Central banks have shown a strong and consistent interest in buying gold in recent years. UBS’s latest report emphasizes the ongoing appeal of gold for central banks, highlighting its role as a hedge against inflation, a diversification tool during market volatility, and a reliable asset in times of economic uncertainty.
In light of the Ukraine conflict and the freezing of around $300 billion of Russian foreign assets, central banks, especially those from smaller nations vulnerable to Western sanctions, have been increasing their gold reserves.
While this trend may not immediately impact the dominance of the US dollar, it does reflect a changing perception of central bank independence and adds momentum to calls for reform in the global financial system.
By the end of 2023, central banks collectively held approximately 37,000 metric tons of gold, accounting for 16.7% of their total foreign exchange reserves. Developed countries like the United States, Germany, Italy, and France hold the largest reserves.
However, emerging markets such as Russia and China are rapidly boosting their gold holdings, signaling a shift towards diversification and reduced dependence on major currencies like the US dollar, euro, Japanese yen, and British pound.
According to UBS strategists, these acquisitions align with a broader strategy to enhance asset diversification and minimize exposure to currency risks.
The World Gold Council’s survey of reserve managers underscores gold’s enduring value as an inflation hedge, its lack of counterparty risks, and its high liquidity, which are particularly valuable in times of escalating public debts.

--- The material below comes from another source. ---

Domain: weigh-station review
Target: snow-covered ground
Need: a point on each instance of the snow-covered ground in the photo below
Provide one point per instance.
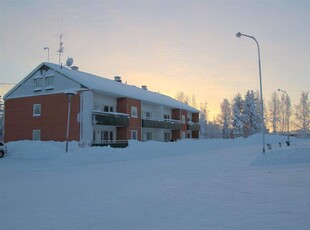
(190, 184)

Discrepancies in reported gold purchases, particularly between the IMF and other sources, point to the challenges of accurate reserve disclosures and the likelihood of underreported gold acquisitions by sovereign wealth funds.
UBS notes that historical trends indicate central bank actions can significantly impact gold prices. In today’s more liquid and diverse market, central banks’ increased gold purchases are likely to have lasting effects on the precious metal’s value.
“Looking ahead, central bank demand is expected to remain robust for gold. Additionally, a weaker US dollar outlook may prompt emerging market central banks to intervene in currency markets, potentially driving up gold demand even further,” UBS stated.
UBS maintains a positive outlook on gold, citing central bank demand, geopolitical tensions, high inflation, and the possibility of lower US interest rates as supportive factors.
The Swiss brokerage firm forecasts gold prices to reach $2,600 per ounce by the end of the year and $2,700 per ounce by mid-2025, recommending a 5% gold allocation in a USD-based balanced portfolio for individual investors.